Ice carving is part brute force, and part delicate dance. Portions of the sculptures are set in place with nothing more than water -- "Arctic glue," they call it. It instantly freezes the pieces together, as long as the air is cold enough.

The downside, of course, is that the results of all this hard work will eventually melt away.

Alaska native Mark Chapin looks at that reality philosophically.

"It will go back into the ground and eventually get back into the water source. You're essentially carving from previous ice carvings," he said.

All the carvings were going well, until, that is, the clouds rolled in, and the temperatures crept above freezing.

"I'm a little frustrated right now," said Heather, "mainly because of the weather."
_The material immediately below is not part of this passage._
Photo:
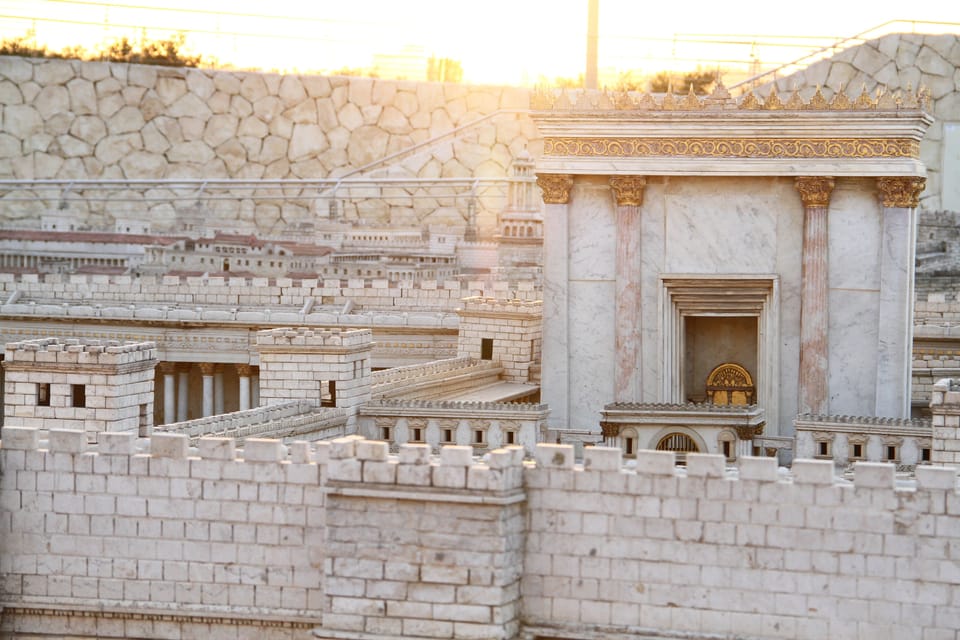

"So all this hard work is basically one big pile of slush," said Reverend Butter.

His pirate ship was sinking in its own water. "You work with what you've got and in the end you gotta be proud of what you did, so, we are."

Junichi's dragon almost seemed to be crying -- and so was Junichi. 'The water was dripping off the sculpture," he said.

The judges even pushed back the finish to give the artists time to make adjustments.

Every team used every minute right up until the final horn.

The race was over, drips or no drips.

But no one really seemed to notice; crowds poured in to capture the finished works before they melted any more, and the judges finally had their say.

The Hulk and his superhero accomplices earned Steve and Heather Brice a spot on the podium.

Buddy Rasmussen and Reverend Butter's pirate ship sailed its way into second place.

But the one who carved out the top spot was, once again, Junichi Nakamura. Maybe all that smoking like a dragon paid off.

As the crowds thinned, the air once again cooled. You could almost hear the ice sculptures themselves sigh with relief. Their integrity (and the artists' reputations) were safe -- at least until the sun comes out.